Yunus, who has repeatedly flirted with controversy, handed Mirza a copy of “Art of Triumph: Bangladesh’s New Dawn.” The book’s cover caused immediate online uproar after images surfaced on Yunus’ official X (formerly Twitter) account. It clearly displays a distorted map—one that echoes calls from radical Islamist groups pushing the “Greater Bangladesh” idea—claiming India’s seven northeastern states as Bangladeshi territory.

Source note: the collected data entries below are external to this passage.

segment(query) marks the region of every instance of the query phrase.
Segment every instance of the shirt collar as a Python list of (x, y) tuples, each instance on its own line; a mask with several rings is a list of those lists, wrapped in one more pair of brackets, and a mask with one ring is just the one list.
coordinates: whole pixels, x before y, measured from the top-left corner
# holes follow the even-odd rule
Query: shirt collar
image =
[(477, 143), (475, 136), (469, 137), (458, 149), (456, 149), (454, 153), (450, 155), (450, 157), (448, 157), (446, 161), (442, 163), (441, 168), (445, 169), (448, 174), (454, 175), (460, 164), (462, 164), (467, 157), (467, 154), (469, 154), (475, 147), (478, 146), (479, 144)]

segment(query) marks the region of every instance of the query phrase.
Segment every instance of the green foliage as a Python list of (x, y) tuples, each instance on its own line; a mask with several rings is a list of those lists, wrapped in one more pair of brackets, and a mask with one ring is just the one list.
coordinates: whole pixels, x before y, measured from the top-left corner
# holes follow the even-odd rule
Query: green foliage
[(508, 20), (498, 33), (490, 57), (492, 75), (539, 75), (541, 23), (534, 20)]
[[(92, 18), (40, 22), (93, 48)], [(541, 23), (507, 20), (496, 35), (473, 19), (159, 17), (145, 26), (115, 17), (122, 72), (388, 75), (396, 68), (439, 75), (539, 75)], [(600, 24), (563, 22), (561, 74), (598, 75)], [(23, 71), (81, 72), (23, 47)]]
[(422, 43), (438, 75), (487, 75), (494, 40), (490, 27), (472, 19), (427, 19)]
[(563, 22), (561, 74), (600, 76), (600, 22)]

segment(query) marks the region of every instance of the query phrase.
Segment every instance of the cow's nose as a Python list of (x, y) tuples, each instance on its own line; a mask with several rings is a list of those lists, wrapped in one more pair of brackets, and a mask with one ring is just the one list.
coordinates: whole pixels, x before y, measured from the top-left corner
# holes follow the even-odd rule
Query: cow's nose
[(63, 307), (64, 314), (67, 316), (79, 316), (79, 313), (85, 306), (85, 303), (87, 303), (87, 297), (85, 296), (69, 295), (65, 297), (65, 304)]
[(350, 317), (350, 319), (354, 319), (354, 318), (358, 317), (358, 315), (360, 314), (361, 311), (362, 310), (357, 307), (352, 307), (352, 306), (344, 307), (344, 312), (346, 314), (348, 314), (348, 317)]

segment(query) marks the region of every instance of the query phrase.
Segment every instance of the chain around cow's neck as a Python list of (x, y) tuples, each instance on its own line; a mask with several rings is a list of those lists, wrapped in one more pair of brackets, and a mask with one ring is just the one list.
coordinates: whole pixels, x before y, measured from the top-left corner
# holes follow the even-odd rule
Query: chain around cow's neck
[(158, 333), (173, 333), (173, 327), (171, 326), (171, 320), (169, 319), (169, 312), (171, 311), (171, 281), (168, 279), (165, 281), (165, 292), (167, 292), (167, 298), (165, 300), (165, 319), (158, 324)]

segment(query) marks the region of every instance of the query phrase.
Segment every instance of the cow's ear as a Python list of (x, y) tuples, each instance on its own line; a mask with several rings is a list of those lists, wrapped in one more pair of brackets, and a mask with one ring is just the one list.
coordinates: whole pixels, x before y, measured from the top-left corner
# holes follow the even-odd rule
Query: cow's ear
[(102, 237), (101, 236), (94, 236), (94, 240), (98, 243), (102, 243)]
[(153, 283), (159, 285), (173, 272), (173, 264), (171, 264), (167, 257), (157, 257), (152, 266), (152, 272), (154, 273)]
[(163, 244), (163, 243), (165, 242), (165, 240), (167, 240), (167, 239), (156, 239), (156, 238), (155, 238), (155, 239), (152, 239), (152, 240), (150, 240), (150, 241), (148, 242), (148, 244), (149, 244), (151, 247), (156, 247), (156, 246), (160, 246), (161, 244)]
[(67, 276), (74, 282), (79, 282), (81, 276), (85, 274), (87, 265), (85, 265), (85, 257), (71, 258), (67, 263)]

Tensions Escalate with India
The gift sent shockwaves through diplomatic circles, reopening old wounds between Bangladesh and India regarding their sensitive and complex shared border. India and Bangladesh spent years resolving territorial disputes—culminating in the landmark 2015 Land Boundary Agreement (LBA), which settled longstanding issues and normalized border relations. Now, analysts and social media users alike accuse Yunus of undermining decades of painstaking diplomacy and threatening regional stability.
India’s government has yet to make an official comment. However, in a marked reaction, New Delhi has already cancelled a transshipment deal with Dhaka and reaffirmed the strategic importance of its northeastern region. Many see Yunus’s move as reflecting Bangladesh’s new tilt towards Pakistan and China since the Hasina government’s ouster in 2024—tensions that have only deepened as his regime courts both countries and alienates India.
Repeated Provocations and Regional Fallout
This isn’t the first time Yunus has courted controversy involving India’s northeast. In April 2025, a similar map sparked a row at Dhaka University, and during a trip to China, Yunus claimed Bangladesh was “the only guardian of the ocean” for the region, hinting provocatively at the status of India’s eastern states.
The latest incident unfolds against a backdrop of rising nationalist and radical rhetoric within Bangladesh’s military. Observers warn that Yunus’s repeated nods to irredentist ideas aren’t just symbolic—they risk inflaming long-settled territorial sensitivities and driving further rifts, both within the Bangladeshi army and across the subcontinent. With silence from India’s Ministry of External Affairs and growing anger online, the map gift controversy seems set to dominate the headlines—and diplomatic agendas—in the weeks to come.